A professor teaches his class. Credit: Courtesy of MCT

A professor teaches his class.
Credit: Courtesy of MCT

Summer school. Say it. Say those two words. Summer school. Stretch out the “s” in a long serpentine sound. Summer school.

It rhymes with separation, strangulation and sadism.

It was this that I willfully disregarded upon enrolling in classes at Ohio State for summer term 2014. Now the summer final exams are coming in one week and I can tell you without a shadow of a doubt that these classes have been completely worth the strain. But I’ll never take summer classes again.

I enrolled in four summer classes, hoping that it will let me graduate a semester early and get what every other out-of-state student at OSU wants: a way around paying so much money for tuition.

That is what makes it all worth it.

So, with a free May Session class from having been enrolled Spring Semester, what could possibly go wrong?

Time can go wrong.

When a college class is condensed into nearly half as much time as a semester-long class, you’re left with very little time to waste.

If you sit back and think about it, this is awful because college is all about wasting time. Wasting time having fun, wasting time with friends and wasting time doing things that are only really a waste of time in the eyes of one’s inner workaholic.
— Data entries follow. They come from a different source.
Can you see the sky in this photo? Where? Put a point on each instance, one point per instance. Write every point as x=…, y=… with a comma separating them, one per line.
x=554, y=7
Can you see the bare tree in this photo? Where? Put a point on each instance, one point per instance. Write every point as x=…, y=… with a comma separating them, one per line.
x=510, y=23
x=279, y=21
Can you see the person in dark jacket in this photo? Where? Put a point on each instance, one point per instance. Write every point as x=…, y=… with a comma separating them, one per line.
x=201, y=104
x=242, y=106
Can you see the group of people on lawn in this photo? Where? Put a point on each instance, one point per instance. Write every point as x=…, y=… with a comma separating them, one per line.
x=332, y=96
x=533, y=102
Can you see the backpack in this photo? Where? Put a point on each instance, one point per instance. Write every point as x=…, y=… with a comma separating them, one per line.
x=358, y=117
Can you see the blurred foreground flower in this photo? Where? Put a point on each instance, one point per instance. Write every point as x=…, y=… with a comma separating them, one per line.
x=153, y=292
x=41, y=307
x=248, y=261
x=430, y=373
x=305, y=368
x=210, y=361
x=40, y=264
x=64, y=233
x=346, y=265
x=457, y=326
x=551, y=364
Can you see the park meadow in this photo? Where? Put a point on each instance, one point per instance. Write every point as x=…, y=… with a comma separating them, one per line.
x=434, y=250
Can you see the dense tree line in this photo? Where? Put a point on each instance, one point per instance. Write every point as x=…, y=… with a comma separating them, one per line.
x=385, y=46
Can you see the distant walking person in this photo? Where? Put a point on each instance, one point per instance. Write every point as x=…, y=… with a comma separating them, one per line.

Now, the amount of time I have had on my hands has also been reduced by the two new jobs I started over the summer.

I have been working 28 hours per week for most of the summer, and I hopped into this under the assumption that my summer classes would all be easy.

After all, summer looked like an excellent time to finish up some of my GECs. I can tell you that not all GECs are equal, and the biggest surprise came from the art class I took in order to fill up my GEC art requirement.

Art 2100, beginning drawing, is all about learning the fundamentals of sketching and drawing lines and shading.

In order to do this, you have to learn the fundamentals of spending a dozen or so hours in Hayes Hall sketching together your final projects, including an all-nighter that I’ve planned out for tonight. A few hours of sketching after I finish typing this.

I can’t complain; learning to draw is a great skill. But the condensed nature of summer courses means that you have to pick these supposedly easy classes much, much more wisely.

Summer classes also teach you time management.

And one great way to manage your time? Only take summer classes if you absolutely have to.